FireChat in Hong Kong: How an app tapped its way into the protests U

The revolution will not be televised but it will be tweeted, instant messaged or, in the case of Hong Kong, broadcast on mesh networks like FireChat.
FireChat — an ‘off-the-grid’ smartphone app — emerged this month as the technological glue holding Hong Kong’s pro-democracy protests together and a powerful weapon in the hands of mass movements, dissidents and protesters.
The app works by creating its own network outside the internet, relying simply on the Bluetooth or Wi-Fi link that exist between one phone and another.
Unlike mobile and internet networks which come under strain and break down the more users tax the system, the more people in a mesh network like FireChat, the better it works.

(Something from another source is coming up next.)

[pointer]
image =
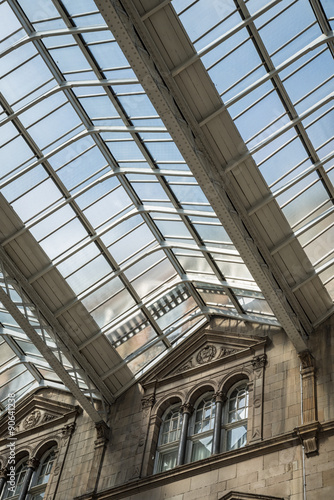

“We were pretty much forced to use it almost at the start of the protests because there were just so many people in the protest areas, it made the cell network so slow,” said Pamela Lam, an ‘Occupy Central’ pro-democracy activist. “FireChat doesn’t need data to work — a lot of people were downloading it.”
The company that developed the application, Open Garden, initially struggled to keep up with its new-found popularity, adding more capacity as news of the app spread from Hong Kong to rest of the world.
Unexpected success
For a start-up that only launched in March this year, the numbers were staggering.
In the first two weeks of the protests, between September 27 and October 10, the service registered 500,000 downloads in Hong Kong alone (61% on Android and 39% on iOS), 10.2 million chat sessions and 1.6 million chatrooms.
“We were not expecting this and we were very surprised,” FireChat marketing chief Christophe Daligault told CNN. “We saw this enormous surge in our service and realized something really big was happening.